Showing a refinement relationship involves proving various fairness properties, which are really just special kinds of liveness property since they say that under certain conditions certain things eventually occur. In this case the specification satisfied some very strong fairness properties: if the actions in question were eventually enabled, even once, then they eventually occurred. Comparing to weak and strong fairness, very strong fairness looks a little like this:

  WF_def:  "⋀v. TEMP  WF(A)_v  ==  TEMP ◇□ Enabled(<A>_v) ⟶ □◇<A>_v" 
  SF_def:  "⋀v. TEMP  SF(A)_v  ==  TEMP □◇ Enabled(<A>_v) ⟶ □◇<A>_v"
  VSF_def: "⋀v. TEMP VSF(A)_v  ==  TEMP  ◇ Enabled(<A>_v) ⟶  ◇<A>_v"

It seemed simpler that we could show very strong fairness, rather than needing to show the weaker properties directly. It’ll be interesting to think about situations where very strong fairness doesn’t hold, as it seems like quite a common property to have.

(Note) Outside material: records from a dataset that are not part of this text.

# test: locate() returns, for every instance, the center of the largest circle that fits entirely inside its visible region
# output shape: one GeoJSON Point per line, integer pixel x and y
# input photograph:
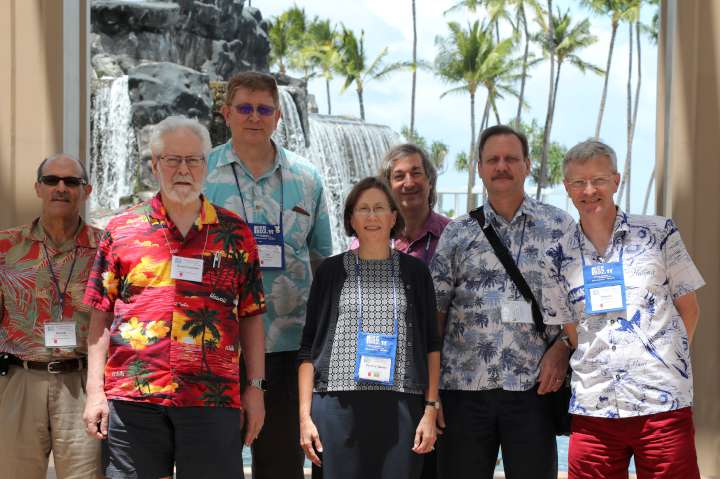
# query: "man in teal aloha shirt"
{"type": "Point", "coordinates": [280, 195]}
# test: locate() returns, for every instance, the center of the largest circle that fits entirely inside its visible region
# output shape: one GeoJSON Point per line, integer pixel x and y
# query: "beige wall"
{"type": "Point", "coordinates": [689, 165]}
{"type": "Point", "coordinates": [31, 99]}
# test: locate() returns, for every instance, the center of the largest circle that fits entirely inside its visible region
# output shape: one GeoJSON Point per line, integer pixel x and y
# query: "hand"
{"type": "Point", "coordinates": [310, 440]}
{"type": "Point", "coordinates": [96, 415]}
{"type": "Point", "coordinates": [254, 412]}
{"type": "Point", "coordinates": [425, 434]}
{"type": "Point", "coordinates": [553, 368]}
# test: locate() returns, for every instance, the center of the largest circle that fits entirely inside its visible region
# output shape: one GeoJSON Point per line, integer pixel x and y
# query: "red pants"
{"type": "Point", "coordinates": [663, 446]}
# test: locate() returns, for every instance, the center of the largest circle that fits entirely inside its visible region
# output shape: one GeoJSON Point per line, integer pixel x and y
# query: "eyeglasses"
{"type": "Point", "coordinates": [597, 182]}
{"type": "Point", "coordinates": [70, 181]}
{"type": "Point", "coordinates": [175, 161]}
{"type": "Point", "coordinates": [366, 211]}
{"type": "Point", "coordinates": [248, 109]}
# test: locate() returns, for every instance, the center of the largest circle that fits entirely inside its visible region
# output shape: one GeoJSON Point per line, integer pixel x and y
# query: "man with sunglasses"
{"type": "Point", "coordinates": [43, 329]}
{"type": "Point", "coordinates": [280, 195]}
{"type": "Point", "coordinates": [176, 294]}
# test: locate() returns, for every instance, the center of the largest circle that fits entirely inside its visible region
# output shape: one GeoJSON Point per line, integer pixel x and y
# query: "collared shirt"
{"type": "Point", "coordinates": [480, 352]}
{"type": "Point", "coordinates": [634, 362]}
{"type": "Point", "coordinates": [175, 342]}
{"type": "Point", "coordinates": [29, 296]}
{"type": "Point", "coordinates": [306, 230]}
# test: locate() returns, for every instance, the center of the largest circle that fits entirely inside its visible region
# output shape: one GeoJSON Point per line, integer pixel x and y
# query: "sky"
{"type": "Point", "coordinates": [389, 24]}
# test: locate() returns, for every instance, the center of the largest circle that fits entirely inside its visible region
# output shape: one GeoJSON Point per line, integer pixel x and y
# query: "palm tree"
{"type": "Point", "coordinates": [354, 67]}
{"type": "Point", "coordinates": [616, 10]}
{"type": "Point", "coordinates": [472, 59]}
{"type": "Point", "coordinates": [285, 34]}
{"type": "Point", "coordinates": [562, 44]}
{"type": "Point", "coordinates": [198, 323]}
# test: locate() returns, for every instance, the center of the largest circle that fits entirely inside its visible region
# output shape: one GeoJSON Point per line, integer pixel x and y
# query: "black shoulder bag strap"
{"type": "Point", "coordinates": [511, 268]}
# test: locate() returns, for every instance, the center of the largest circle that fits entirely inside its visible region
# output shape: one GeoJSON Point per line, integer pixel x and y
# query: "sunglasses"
{"type": "Point", "coordinates": [70, 181]}
{"type": "Point", "coordinates": [248, 109]}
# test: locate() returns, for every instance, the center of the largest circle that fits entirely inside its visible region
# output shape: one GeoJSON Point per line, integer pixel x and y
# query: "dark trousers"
{"type": "Point", "coordinates": [481, 422]}
{"type": "Point", "coordinates": [276, 452]}
{"type": "Point", "coordinates": [367, 434]}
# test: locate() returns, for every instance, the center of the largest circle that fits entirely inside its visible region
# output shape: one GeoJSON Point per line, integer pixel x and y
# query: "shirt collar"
{"type": "Point", "coordinates": [207, 216]}
{"type": "Point", "coordinates": [83, 237]}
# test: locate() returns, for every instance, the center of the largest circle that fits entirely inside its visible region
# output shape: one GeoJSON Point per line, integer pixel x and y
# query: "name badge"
{"type": "Point", "coordinates": [375, 360]}
{"type": "Point", "coordinates": [60, 335]}
{"type": "Point", "coordinates": [271, 245]}
{"type": "Point", "coordinates": [516, 312]}
{"type": "Point", "coordinates": [188, 269]}
{"type": "Point", "coordinates": [604, 288]}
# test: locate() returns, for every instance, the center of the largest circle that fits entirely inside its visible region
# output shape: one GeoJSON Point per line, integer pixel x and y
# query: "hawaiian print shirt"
{"type": "Point", "coordinates": [480, 352]}
{"type": "Point", "coordinates": [175, 342]}
{"type": "Point", "coordinates": [29, 296]}
{"type": "Point", "coordinates": [634, 362]}
{"type": "Point", "coordinates": [305, 226]}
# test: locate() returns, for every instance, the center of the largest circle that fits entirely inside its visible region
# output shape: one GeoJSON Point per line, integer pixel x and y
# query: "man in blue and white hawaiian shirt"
{"type": "Point", "coordinates": [624, 285]}
{"type": "Point", "coordinates": [280, 195]}
{"type": "Point", "coordinates": [495, 366]}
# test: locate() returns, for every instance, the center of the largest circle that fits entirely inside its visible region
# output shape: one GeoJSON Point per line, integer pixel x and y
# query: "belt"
{"type": "Point", "coordinates": [53, 367]}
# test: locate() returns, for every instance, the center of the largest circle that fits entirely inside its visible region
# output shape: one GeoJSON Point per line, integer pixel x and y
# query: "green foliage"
{"type": "Point", "coordinates": [556, 153]}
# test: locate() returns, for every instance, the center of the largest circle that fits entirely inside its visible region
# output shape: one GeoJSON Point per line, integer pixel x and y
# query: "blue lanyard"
{"type": "Point", "coordinates": [242, 200]}
{"type": "Point", "coordinates": [359, 280]}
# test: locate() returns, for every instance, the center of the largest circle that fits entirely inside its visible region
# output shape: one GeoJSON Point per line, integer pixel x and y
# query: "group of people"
{"type": "Point", "coordinates": [213, 316]}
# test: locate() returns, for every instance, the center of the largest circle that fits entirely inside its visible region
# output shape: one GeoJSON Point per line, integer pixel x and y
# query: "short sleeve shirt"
{"type": "Point", "coordinates": [175, 342]}
{"type": "Point", "coordinates": [29, 296]}
{"type": "Point", "coordinates": [633, 362]}
{"type": "Point", "coordinates": [294, 184]}
{"type": "Point", "coordinates": [480, 352]}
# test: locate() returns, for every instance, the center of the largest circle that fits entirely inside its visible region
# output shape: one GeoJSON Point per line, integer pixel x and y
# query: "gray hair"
{"type": "Point", "coordinates": [179, 122]}
{"type": "Point", "coordinates": [403, 150]}
{"type": "Point", "coordinates": [588, 150]}
{"type": "Point", "coordinates": [83, 170]}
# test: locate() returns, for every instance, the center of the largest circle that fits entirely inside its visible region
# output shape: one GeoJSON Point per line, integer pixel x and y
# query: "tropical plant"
{"type": "Point", "coordinates": [199, 322]}
{"type": "Point", "coordinates": [617, 10]}
{"type": "Point", "coordinates": [353, 65]}
{"type": "Point", "coordinates": [286, 33]}
{"type": "Point", "coordinates": [472, 59]}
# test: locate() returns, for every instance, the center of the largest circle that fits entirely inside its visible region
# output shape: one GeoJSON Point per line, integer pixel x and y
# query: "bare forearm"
{"type": "Point", "coordinates": [306, 372]}
{"type": "Point", "coordinates": [98, 345]}
{"type": "Point", "coordinates": [431, 394]}
{"type": "Point", "coordinates": [252, 341]}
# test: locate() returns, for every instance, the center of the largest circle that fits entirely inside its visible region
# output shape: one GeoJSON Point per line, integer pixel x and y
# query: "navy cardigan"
{"type": "Point", "coordinates": [322, 315]}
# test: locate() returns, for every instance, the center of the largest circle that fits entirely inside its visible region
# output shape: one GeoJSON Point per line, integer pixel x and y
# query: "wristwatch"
{"type": "Point", "coordinates": [435, 404]}
{"type": "Point", "coordinates": [258, 383]}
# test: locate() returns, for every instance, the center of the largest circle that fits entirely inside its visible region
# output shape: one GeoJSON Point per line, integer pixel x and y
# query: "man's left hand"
{"type": "Point", "coordinates": [553, 368]}
{"type": "Point", "coordinates": [254, 410]}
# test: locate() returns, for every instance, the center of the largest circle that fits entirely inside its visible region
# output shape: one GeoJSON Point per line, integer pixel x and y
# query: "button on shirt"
{"type": "Point", "coordinates": [634, 362]}
{"type": "Point", "coordinates": [29, 297]}
{"type": "Point", "coordinates": [175, 342]}
{"type": "Point", "coordinates": [306, 230]}
{"type": "Point", "coordinates": [481, 352]}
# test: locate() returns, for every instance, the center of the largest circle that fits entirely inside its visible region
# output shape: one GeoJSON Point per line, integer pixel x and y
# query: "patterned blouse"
{"type": "Point", "coordinates": [634, 362]}
{"type": "Point", "coordinates": [481, 352]}
{"type": "Point", "coordinates": [175, 342]}
{"type": "Point", "coordinates": [377, 293]}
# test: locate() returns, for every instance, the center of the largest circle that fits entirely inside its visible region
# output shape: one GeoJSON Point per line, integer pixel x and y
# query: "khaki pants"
{"type": "Point", "coordinates": [39, 412]}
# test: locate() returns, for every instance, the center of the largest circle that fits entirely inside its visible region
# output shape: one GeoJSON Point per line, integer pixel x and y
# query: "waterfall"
{"type": "Point", "coordinates": [112, 168]}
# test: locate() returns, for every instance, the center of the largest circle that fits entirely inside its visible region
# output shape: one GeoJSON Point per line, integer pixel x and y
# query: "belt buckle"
{"type": "Point", "coordinates": [51, 367]}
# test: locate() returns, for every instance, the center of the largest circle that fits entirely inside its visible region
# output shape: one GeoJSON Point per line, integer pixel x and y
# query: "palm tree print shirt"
{"type": "Point", "coordinates": [634, 362]}
{"type": "Point", "coordinates": [480, 352]}
{"type": "Point", "coordinates": [29, 297]}
{"type": "Point", "coordinates": [175, 342]}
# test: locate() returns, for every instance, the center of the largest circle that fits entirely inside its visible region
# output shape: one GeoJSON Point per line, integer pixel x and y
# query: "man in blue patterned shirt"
{"type": "Point", "coordinates": [495, 366]}
{"type": "Point", "coordinates": [280, 195]}
{"type": "Point", "coordinates": [624, 285]}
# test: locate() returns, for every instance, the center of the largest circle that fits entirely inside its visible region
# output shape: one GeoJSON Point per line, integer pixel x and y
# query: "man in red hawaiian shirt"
{"type": "Point", "coordinates": [176, 289]}
{"type": "Point", "coordinates": [43, 325]}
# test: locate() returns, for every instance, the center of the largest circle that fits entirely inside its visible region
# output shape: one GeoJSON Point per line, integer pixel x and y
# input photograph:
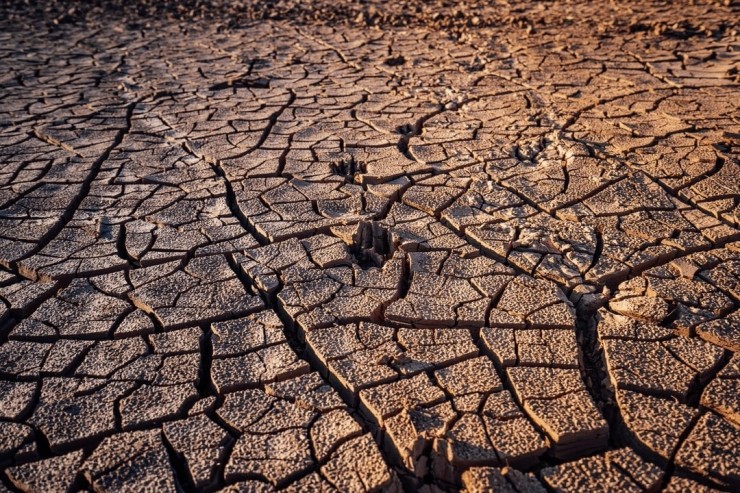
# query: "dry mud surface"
{"type": "Point", "coordinates": [353, 247]}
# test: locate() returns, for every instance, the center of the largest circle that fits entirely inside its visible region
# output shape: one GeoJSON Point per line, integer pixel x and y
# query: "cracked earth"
{"type": "Point", "coordinates": [418, 247]}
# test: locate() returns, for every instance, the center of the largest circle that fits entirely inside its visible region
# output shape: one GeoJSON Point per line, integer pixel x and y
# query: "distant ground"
{"type": "Point", "coordinates": [369, 246]}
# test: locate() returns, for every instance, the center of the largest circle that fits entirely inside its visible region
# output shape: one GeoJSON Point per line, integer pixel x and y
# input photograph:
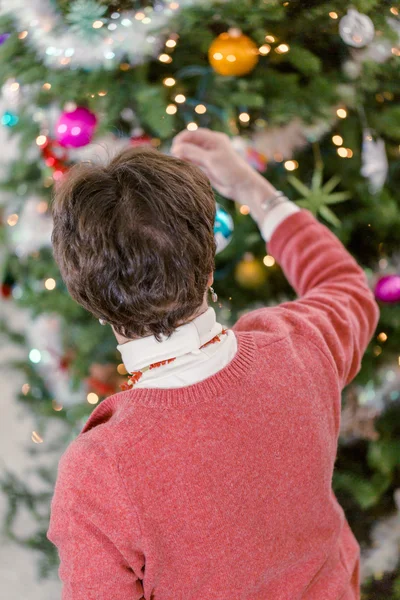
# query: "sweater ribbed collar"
{"type": "Point", "coordinates": [231, 377]}
{"type": "Point", "coordinates": [137, 354]}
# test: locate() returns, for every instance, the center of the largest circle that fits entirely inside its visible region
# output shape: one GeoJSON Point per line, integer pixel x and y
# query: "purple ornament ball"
{"type": "Point", "coordinates": [4, 37]}
{"type": "Point", "coordinates": [387, 288]}
{"type": "Point", "coordinates": [76, 128]}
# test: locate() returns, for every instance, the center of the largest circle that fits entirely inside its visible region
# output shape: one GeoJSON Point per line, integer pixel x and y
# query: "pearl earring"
{"type": "Point", "coordinates": [214, 296]}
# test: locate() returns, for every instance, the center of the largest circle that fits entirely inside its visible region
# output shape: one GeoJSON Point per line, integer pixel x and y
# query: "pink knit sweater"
{"type": "Point", "coordinates": [222, 489]}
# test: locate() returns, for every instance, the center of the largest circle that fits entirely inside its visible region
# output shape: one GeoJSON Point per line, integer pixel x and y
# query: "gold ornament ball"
{"type": "Point", "coordinates": [250, 273]}
{"type": "Point", "coordinates": [233, 53]}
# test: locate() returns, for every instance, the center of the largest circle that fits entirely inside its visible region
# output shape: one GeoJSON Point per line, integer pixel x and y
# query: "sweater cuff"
{"type": "Point", "coordinates": [274, 218]}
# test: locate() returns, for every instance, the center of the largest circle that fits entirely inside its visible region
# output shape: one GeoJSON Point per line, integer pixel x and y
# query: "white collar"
{"type": "Point", "coordinates": [139, 353]}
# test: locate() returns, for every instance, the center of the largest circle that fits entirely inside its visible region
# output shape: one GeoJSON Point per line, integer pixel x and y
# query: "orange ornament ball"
{"type": "Point", "coordinates": [233, 53]}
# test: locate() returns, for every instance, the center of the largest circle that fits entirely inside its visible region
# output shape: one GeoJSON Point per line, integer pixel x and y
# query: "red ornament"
{"type": "Point", "coordinates": [141, 140]}
{"type": "Point", "coordinates": [55, 157]}
{"type": "Point", "coordinates": [100, 387]}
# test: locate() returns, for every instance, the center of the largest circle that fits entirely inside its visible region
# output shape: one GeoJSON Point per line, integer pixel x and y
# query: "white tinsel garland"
{"type": "Point", "coordinates": [60, 46]}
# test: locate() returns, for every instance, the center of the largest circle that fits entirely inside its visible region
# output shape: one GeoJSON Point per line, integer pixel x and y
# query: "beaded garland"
{"type": "Point", "coordinates": [136, 375]}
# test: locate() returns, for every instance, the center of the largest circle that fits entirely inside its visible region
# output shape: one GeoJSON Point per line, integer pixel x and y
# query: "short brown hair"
{"type": "Point", "coordinates": [134, 240]}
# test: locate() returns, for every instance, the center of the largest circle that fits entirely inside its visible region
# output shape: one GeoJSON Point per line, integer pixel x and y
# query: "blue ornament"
{"type": "Point", "coordinates": [223, 228]}
{"type": "Point", "coordinates": [4, 37]}
{"type": "Point", "coordinates": [9, 119]}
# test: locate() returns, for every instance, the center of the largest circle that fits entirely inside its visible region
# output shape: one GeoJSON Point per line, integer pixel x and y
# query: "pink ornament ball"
{"type": "Point", "coordinates": [76, 128]}
{"type": "Point", "coordinates": [387, 289]}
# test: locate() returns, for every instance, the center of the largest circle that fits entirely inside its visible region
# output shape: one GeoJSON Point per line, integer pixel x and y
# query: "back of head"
{"type": "Point", "coordinates": [134, 240]}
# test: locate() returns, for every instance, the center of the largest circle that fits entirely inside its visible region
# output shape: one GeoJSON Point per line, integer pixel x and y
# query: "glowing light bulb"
{"type": "Point", "coordinates": [41, 140]}
{"type": "Point", "coordinates": [282, 48]}
{"type": "Point", "coordinates": [165, 58]}
{"type": "Point", "coordinates": [50, 284]}
{"type": "Point", "coordinates": [171, 109]}
{"type": "Point", "coordinates": [12, 220]}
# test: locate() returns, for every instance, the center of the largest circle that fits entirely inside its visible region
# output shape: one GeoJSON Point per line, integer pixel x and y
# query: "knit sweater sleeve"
{"type": "Point", "coordinates": [89, 513]}
{"type": "Point", "coordinates": [336, 309]}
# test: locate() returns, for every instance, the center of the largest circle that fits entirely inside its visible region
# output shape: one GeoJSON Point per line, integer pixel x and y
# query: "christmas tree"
{"type": "Point", "coordinates": [309, 93]}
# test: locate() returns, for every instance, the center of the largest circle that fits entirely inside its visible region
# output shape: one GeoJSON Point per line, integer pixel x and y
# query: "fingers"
{"type": "Point", "coordinates": [202, 137]}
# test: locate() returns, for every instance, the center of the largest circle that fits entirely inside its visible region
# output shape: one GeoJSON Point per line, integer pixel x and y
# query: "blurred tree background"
{"type": "Point", "coordinates": [309, 92]}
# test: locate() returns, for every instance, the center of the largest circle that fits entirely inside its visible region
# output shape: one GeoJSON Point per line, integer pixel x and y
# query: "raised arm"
{"type": "Point", "coordinates": [336, 310]}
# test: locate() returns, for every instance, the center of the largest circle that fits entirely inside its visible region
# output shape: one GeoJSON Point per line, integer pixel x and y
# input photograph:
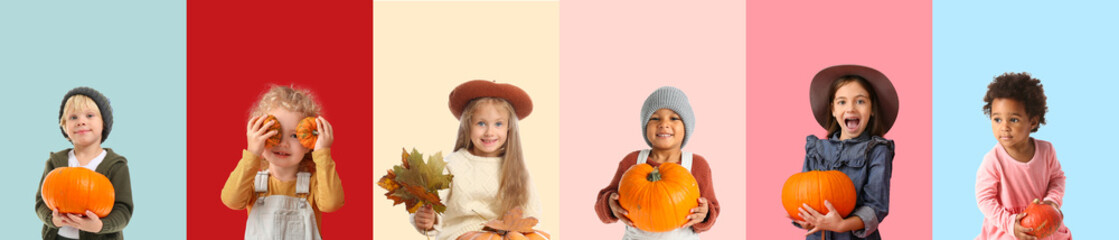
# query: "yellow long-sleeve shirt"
{"type": "Point", "coordinates": [326, 191]}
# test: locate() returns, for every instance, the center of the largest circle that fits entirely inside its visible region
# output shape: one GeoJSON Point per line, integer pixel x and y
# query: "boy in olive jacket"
{"type": "Point", "coordinates": [85, 119]}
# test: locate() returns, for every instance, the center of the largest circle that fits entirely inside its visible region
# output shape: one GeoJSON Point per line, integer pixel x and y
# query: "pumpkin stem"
{"type": "Point", "coordinates": [654, 176]}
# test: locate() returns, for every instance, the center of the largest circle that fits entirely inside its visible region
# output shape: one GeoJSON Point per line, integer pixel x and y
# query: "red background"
{"type": "Point", "coordinates": [235, 49]}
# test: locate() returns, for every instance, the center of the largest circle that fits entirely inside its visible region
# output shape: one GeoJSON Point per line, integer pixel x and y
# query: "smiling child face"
{"type": "Point", "coordinates": [852, 109]}
{"type": "Point", "coordinates": [1009, 122]}
{"type": "Point", "coordinates": [84, 126]}
{"type": "Point", "coordinates": [665, 129]}
{"type": "Point", "coordinates": [82, 121]}
{"type": "Point", "coordinates": [289, 153]}
{"type": "Point", "coordinates": [488, 129]}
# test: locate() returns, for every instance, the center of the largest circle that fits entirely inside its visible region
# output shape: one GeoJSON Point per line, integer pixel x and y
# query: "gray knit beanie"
{"type": "Point", "coordinates": [673, 99]}
{"type": "Point", "coordinates": [101, 101]}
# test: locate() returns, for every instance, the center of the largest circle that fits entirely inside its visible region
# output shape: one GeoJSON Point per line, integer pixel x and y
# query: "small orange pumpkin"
{"type": "Point", "coordinates": [75, 190]}
{"type": "Point", "coordinates": [812, 187]}
{"type": "Point", "coordinates": [510, 227]}
{"type": "Point", "coordinates": [1043, 218]}
{"type": "Point", "coordinates": [308, 132]}
{"type": "Point", "coordinates": [658, 200]}
{"type": "Point", "coordinates": [272, 141]}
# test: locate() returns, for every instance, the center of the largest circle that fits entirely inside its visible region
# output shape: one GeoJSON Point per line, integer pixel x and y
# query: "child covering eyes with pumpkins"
{"type": "Point", "coordinates": [285, 177]}
{"type": "Point", "coordinates": [667, 122]}
{"type": "Point", "coordinates": [85, 119]}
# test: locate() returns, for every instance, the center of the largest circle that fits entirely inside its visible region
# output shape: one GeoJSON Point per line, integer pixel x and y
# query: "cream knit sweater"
{"type": "Point", "coordinates": [472, 199]}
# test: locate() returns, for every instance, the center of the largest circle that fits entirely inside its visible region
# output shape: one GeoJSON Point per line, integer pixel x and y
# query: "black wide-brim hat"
{"type": "Point", "coordinates": [101, 101]}
{"type": "Point", "coordinates": [886, 94]}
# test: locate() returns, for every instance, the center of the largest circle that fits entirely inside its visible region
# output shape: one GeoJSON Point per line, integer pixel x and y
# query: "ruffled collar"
{"type": "Point", "coordinates": [834, 153]}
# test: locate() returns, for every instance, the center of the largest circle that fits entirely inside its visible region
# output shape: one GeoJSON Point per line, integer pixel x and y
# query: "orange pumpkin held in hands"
{"type": "Point", "coordinates": [75, 190]}
{"type": "Point", "coordinates": [1043, 219]}
{"type": "Point", "coordinates": [308, 132]}
{"type": "Point", "coordinates": [272, 141]}
{"type": "Point", "coordinates": [658, 200]}
{"type": "Point", "coordinates": [510, 227]}
{"type": "Point", "coordinates": [814, 187]}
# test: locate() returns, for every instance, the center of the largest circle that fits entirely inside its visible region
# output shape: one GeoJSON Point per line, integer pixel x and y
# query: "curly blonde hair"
{"type": "Point", "coordinates": [291, 99]}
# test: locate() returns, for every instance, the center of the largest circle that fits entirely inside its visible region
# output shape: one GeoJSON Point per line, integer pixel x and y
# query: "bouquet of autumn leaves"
{"type": "Point", "coordinates": [416, 183]}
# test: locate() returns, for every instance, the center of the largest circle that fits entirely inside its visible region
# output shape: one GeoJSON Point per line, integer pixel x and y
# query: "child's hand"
{"type": "Point", "coordinates": [326, 134]}
{"type": "Point", "coordinates": [618, 211]}
{"type": "Point", "coordinates": [1019, 231]}
{"type": "Point", "coordinates": [88, 222]}
{"type": "Point", "coordinates": [698, 214]}
{"type": "Point", "coordinates": [1051, 203]}
{"type": "Point", "coordinates": [804, 224]}
{"type": "Point", "coordinates": [425, 218]}
{"type": "Point", "coordinates": [59, 220]}
{"type": "Point", "coordinates": [829, 222]}
{"type": "Point", "coordinates": [257, 132]}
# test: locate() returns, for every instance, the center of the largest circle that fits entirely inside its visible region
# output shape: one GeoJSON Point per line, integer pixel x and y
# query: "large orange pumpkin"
{"type": "Point", "coordinates": [275, 127]}
{"type": "Point", "coordinates": [308, 132]}
{"type": "Point", "coordinates": [814, 187]}
{"type": "Point", "coordinates": [75, 190]}
{"type": "Point", "coordinates": [1043, 218]}
{"type": "Point", "coordinates": [658, 200]}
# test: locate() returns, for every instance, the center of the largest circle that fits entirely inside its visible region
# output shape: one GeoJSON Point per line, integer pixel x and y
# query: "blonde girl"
{"type": "Point", "coordinates": [488, 163]}
{"type": "Point", "coordinates": [285, 187]}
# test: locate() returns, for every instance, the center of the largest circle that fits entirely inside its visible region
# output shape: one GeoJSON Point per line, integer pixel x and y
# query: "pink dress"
{"type": "Point", "coordinates": [1004, 187]}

It was interesting to discover imp_unstable_leadsto_change, a kind of discrete analogue of the intermediate value theorem which allowed us to get hold of the pair of adjacent states at which a particular transition occurred, simply from evidence that the transition had occurred at some point.

Locales were useful for limiting the scope of each specification, and Isabelle’s flexible mechanism for importing locales meant it was possible to combine the two specifications together in order to compare them, even though there were name collisions and conflicting definitions. Unfortunately I’m not sure that you can do advanced things like variable hiding (modelled in TLA via temporal existential quantification) using this mechanism, but it worked well here.